Sunday Inbox Inspirations
19th Sunday in Ordinary Time – C
August 7, 2022
Trust Not Clarity
Back in the early 1990s, a priest named John Kavanaugh went to Calcutta to work at Mother Teresa’s “house of the dying.”
Father Kavanaugh was looking for a clear answer about his future and whether to remain a priest. On his first morning at the “house of the dying,” he met Mother Teresa.
She asked, “What can I do for you?” He asked her to pray for him.
Mother Teresa then asked, “What do you want me to pray for?” Father Kavanaugh responded, “Pray that I have clarity.”
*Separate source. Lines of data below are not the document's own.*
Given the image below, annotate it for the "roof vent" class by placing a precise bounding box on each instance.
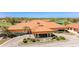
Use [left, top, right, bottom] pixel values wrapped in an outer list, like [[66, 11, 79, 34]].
[[39, 25, 43, 26], [37, 22, 40, 24], [37, 22, 44, 26]]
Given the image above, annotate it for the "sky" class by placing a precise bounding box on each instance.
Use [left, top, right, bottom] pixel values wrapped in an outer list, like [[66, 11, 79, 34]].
[[0, 12, 79, 18]]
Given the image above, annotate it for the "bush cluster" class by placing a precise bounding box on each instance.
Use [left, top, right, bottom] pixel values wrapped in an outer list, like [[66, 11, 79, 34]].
[[56, 36, 66, 41], [23, 38, 40, 43], [23, 36, 66, 44]]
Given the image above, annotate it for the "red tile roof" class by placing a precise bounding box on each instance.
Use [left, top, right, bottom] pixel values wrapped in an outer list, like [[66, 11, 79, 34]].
[[66, 23, 79, 29], [8, 20, 65, 34]]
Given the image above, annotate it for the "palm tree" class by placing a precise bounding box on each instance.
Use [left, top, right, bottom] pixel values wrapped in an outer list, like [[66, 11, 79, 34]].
[[24, 27, 31, 34], [24, 27, 31, 38]]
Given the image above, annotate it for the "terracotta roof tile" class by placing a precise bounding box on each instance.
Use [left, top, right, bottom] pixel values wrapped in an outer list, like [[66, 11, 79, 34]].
[[8, 20, 65, 34], [66, 23, 79, 29]]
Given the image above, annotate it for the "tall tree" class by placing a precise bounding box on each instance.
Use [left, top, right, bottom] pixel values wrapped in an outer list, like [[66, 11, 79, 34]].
[[5, 17, 16, 25], [24, 27, 31, 34], [1, 26, 12, 37]]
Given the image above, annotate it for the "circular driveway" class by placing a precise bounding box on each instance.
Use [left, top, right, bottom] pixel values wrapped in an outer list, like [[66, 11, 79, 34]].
[[21, 33, 79, 47], [1, 33, 79, 47]]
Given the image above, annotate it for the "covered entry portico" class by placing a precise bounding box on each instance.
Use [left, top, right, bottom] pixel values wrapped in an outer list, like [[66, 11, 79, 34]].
[[34, 32, 55, 38]]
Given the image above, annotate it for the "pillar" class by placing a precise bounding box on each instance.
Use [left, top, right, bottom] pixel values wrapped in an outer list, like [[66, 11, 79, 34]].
[[34, 34, 36, 37], [47, 33, 50, 37], [47, 34, 48, 37], [36, 34, 39, 38], [50, 33, 51, 37]]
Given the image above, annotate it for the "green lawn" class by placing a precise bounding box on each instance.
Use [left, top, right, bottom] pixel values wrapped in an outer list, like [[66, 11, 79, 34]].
[[0, 22, 12, 27]]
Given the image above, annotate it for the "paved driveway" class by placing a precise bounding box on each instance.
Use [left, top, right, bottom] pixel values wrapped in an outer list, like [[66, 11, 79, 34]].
[[0, 34, 35, 47], [1, 33, 79, 47], [20, 33, 79, 47]]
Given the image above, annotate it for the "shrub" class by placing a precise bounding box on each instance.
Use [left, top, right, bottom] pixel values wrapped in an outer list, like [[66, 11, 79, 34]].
[[36, 39, 40, 42], [51, 36, 60, 41], [56, 36, 65, 41], [59, 36, 65, 40], [52, 36, 57, 39], [27, 38, 31, 40], [8, 34, 17, 38], [23, 38, 27, 43], [56, 37, 60, 41], [31, 39, 36, 42]]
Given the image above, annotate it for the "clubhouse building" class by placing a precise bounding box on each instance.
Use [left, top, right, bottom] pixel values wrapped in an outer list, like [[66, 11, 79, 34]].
[[8, 20, 65, 38], [66, 23, 79, 34]]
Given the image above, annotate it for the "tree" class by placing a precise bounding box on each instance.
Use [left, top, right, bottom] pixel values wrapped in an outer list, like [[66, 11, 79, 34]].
[[50, 18, 57, 22], [5, 17, 16, 25], [24, 27, 31, 34], [26, 18, 33, 21], [1, 26, 15, 38], [63, 20, 70, 25]]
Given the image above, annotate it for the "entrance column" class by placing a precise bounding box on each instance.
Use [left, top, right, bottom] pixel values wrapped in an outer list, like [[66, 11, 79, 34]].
[[47, 33, 49, 37], [50, 33, 51, 37], [34, 34, 36, 38], [37, 34, 39, 38]]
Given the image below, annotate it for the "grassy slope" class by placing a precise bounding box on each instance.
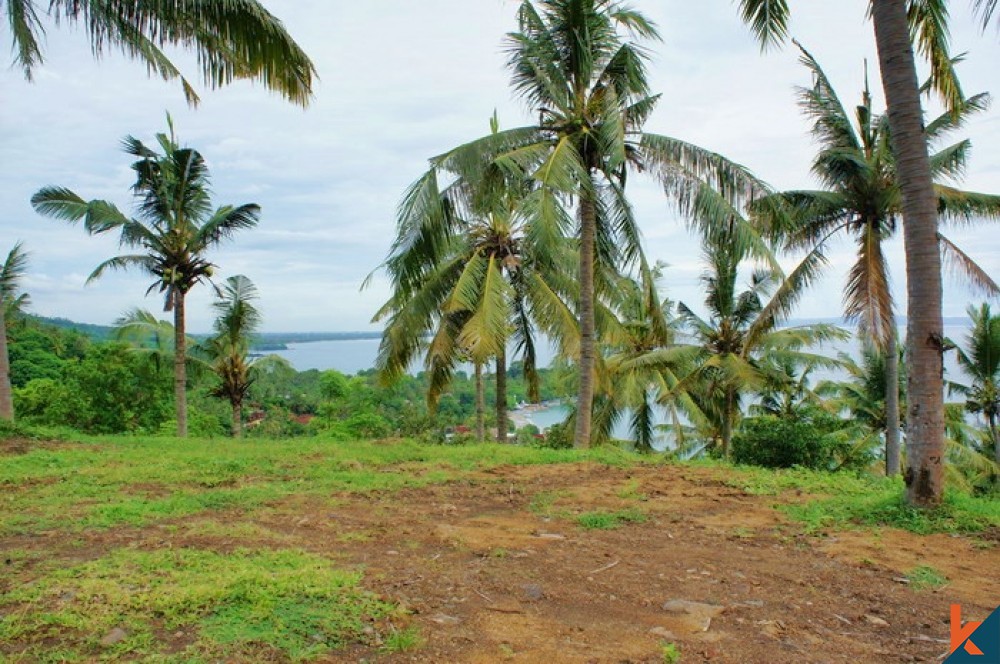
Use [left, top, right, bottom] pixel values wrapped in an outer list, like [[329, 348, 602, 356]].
[[1, 431, 997, 662]]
Mother Teresa answered, “No!” When Father Kavanaugh asked why, she said that clarity was the last thing he was holding on to, and he needed to let go of it.
Father Kavanaugh responded that she always seemed to have clarity. Mother Teresa laughed and said, “I have never had clarity."
“What I’ve always had is trust. So, I will pray that you trust.”
Faith as Trust
Mother Teresa’s insistence on trust is the core of faith and this is what we hear about in today’s second reading.
That long passage makes two points: 1) Faith is trust about what is not present but hoped for. And 2) faith is trust about what is present, but not seen.
1. Trust: Not Present, but Hoped For
So, first, faith is trust in what is not present, but hoped for.
The Letter to the Hebrews gives us Abraham as a model. Abraham and Sarah had lived in what is now Iraq, but at God’s calling, they set out for an unknown land.
They were also advanced in years, but they awaited the fulfillment of God’s promise of a child. So, they had trust in what was not present, but hoped for.
In our lives, we need this same kind of faith. At the very beginning, a child must leave the safety of the womb to be born into an unknown world.
At the very end, we are to let go of this life and move into a new life with God. And in between birth and death, we must leave home for the first day of school or college, or we must go from one job to another, or we must leave behind one habit or mindset and adopt another.
We are constantly called to have this kind of faith: this trust in what is not present, but hoped for.
2. Trust: Present, but Not Seen
And then, faith is trust about what is present, but not seen.
Faith is trust that there is a creator who is the very ground of our being; that this creator, God, is a Father who cares for us and that, in him, we always have a home to go to.
Faith is trust that God became human and that the distance between God and us has been bridged; that Jesus, the Son of God is with us in our joy and suffering, in our peace and upset.
Faith is trust that because Jesus Christ rose from the dead, life is not futile; that everything we do has meaning and value.
Faith is trust that the Holy Spirit is present to us as a community of faith and in the sacraments; that all of us are members of God’s family, one family, the living body of Christ on this earth.
We are constantly called to have this kind of faith also: this trust in what is present but not seen.
Conclusion
So, as Mother Teresa, Saint Teresa of Calcutta says, faith is not so much clarity as it is trust: trust about what is not present but hoped for, and trust about what is present but not seen.
With that understanding, we now once again offer our Profession of Faith.